16th President of Presbyterian College
- In office January 1, 1998 – July 15, 2012
- Preceded by: Kenneth B. Orr
- Succeeded by: Claude Lilly

15th President of Lyon College
- In office August 1, 1989 – December 31, 1997
- Preceded by: Dan C. West
- Succeeded by: Walter B. Roettger

Personal details
- Born: December 24, 1947 (age 78)
- Spouse: Nancy Snell ​(m. 1969)​
- Education: Dickinson College Harvard University Syracuse University

= John V. Griffith =

American administrator (born 1947)

John Vincent Griffith (born December 24, 1947) is an American former educator and academic administrator. He took his first administrative position at Davidson College and left after being appointed president of Lyon College in Batesville, Arkansas, a role he held for eight years. At Lyon, his administration constructed and renovated several residential and academic buildings. In 1998, he became president of Presbyterian College in Clinton, South Carolina. There, academic and athletic facilities were improved or built and the college transitioned to NCAA Division I status. During his tenure, the college began its Confucius Institute and opened a pharmacy school.
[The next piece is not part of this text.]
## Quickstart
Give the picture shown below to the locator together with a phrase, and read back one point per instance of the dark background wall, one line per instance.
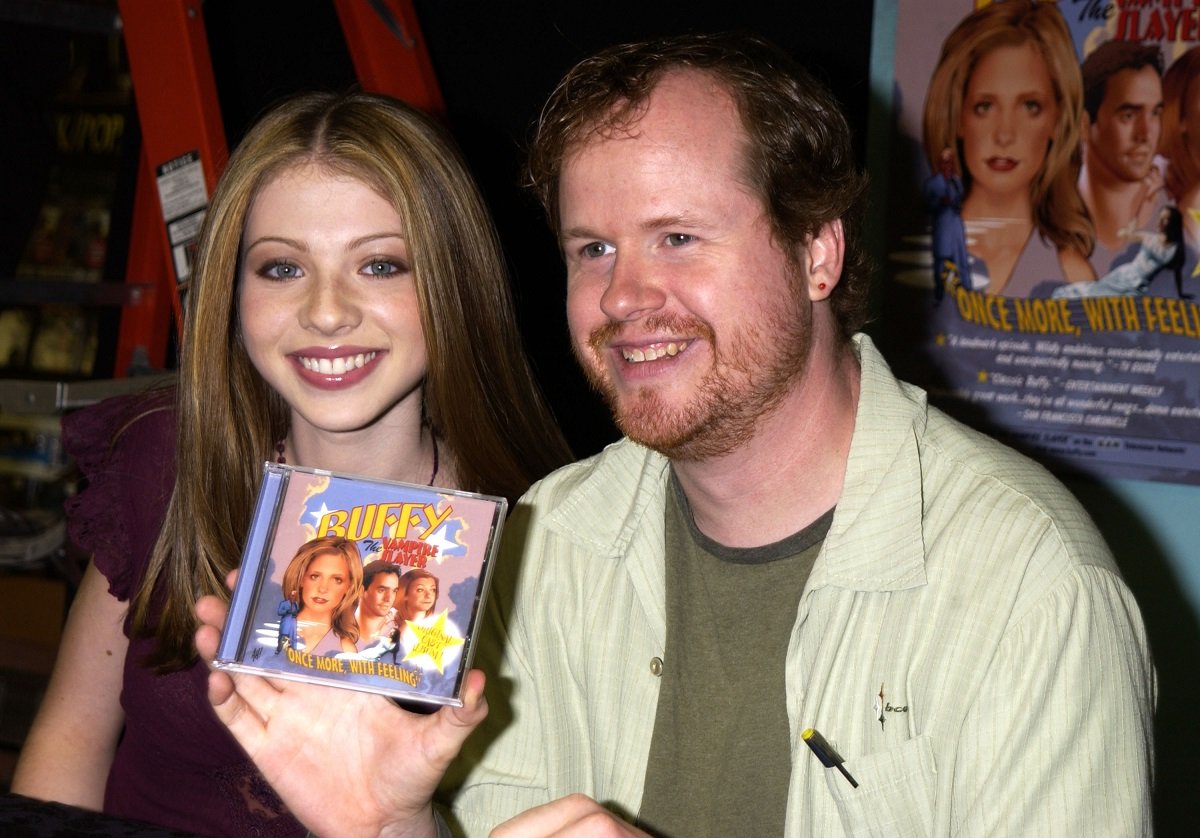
(497, 63)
He was president at Presbyterian for fourteen years until his retirement in July 2012.

==Early life and education==
John Vincent Griffith was born on December 24, 1947. He was raised in Hamilton, New York; his father was dean of students at Colgate University. Griffith attended Hamilton Central School.

Griffith earned a Bachelor of Arts degree in religion from Dickinson College in Carlisle, Pennsylvania. He earned a Master of Divinity degree, magna cum laude, from Harvard University, and he earned a Ph.D. from Syracuse University. His research focus was intellectual development.

==Career==
Following his graduation from Syracuse, Griffith took his first teaching position at the Dana Hall School, where he was also the chaplain. After leaving Dana Hall, he was a member of the faculty at Syracuse University and the University of Michigan before taking a faculty position at Davidson College. He was also a part of the Davidson administration as dean of admissions and financial aid and then as vice president for institutional advancement for his final four years there. He left Davidson after ten years upon his appointment as president of Arkansas College in Batesville, Arkansas. Griffith's appointment was announced on December 4, 1988, and he took office on August 1, 1989, succeeding Dan C. West.

At Arkansas College, which changed its name to Lyon College in 1994, Griffith's administration oversaw the construction and renovation of multiple campus buildings, including the president's house, a residence hall, and the Lyon Business and Economics Building, between 1991 and 1994. Griffith was elected president of Presbyterian College, in Clinton, South Carolina, by a unanimous vote of the school's board of trustees on June 3, 1997. He stepped down as president of Lyon effective December 31, 1997, and took office at Presbyterian on January 1, 1998, succeeding Kenneth B. Orr. He was succeeded at Lyon by Walter B. Roettger. Griffith's formal inauguration at Presbyterian was held October 10, 1998.

During Griffith's tenure at Presbyterian, the school constructed or renovated several academic buildings, including Lassiter Hall and the college library. A new soccer stadium, Martin Stadium at Edens Field, and a new football stadium, Bailey Memorial Stadium, were also built in 2001 and 2002, respectively. His administration established a partnership with Guizhou University, in Guiyang, Guizhou, China; this led to the establishment of the Confucius Institute at Presbyterian. Additionally, the school announced a move to NCAA Division I athletics in 2006, and established the Presbyterian College School of Pharmacy in 2010. He contributed to the founding of the Promise and Challenge Campaign, a $160 million fundraising campaign.

In 2010, Griffith's salary from Presbyterian totaled $290,045. He resigned the presidency effective July 15, 2012, and was succeeded by Claude Lilly.

During his career, Griffith chaired the South Carolina Independent Colleges and Universities president's council, the Association of Presbyterian Colleges and Universities, and a governing council within the Aspen Institite. He was director of the Laurens County, South Carolina, chamber of commerce, and he was a board member for the National Association of Independent Colleges and Universities.

==Personal life==
Griffith married Nancy Snell, of Tunkhannock, Pennsylvania, in 1969. The couple has two children. Griffith is an ordained minister in the Presbyterian Church (USA).

Griffith received an honorary Doctor of Humane Letters degree from Lyon in 2001.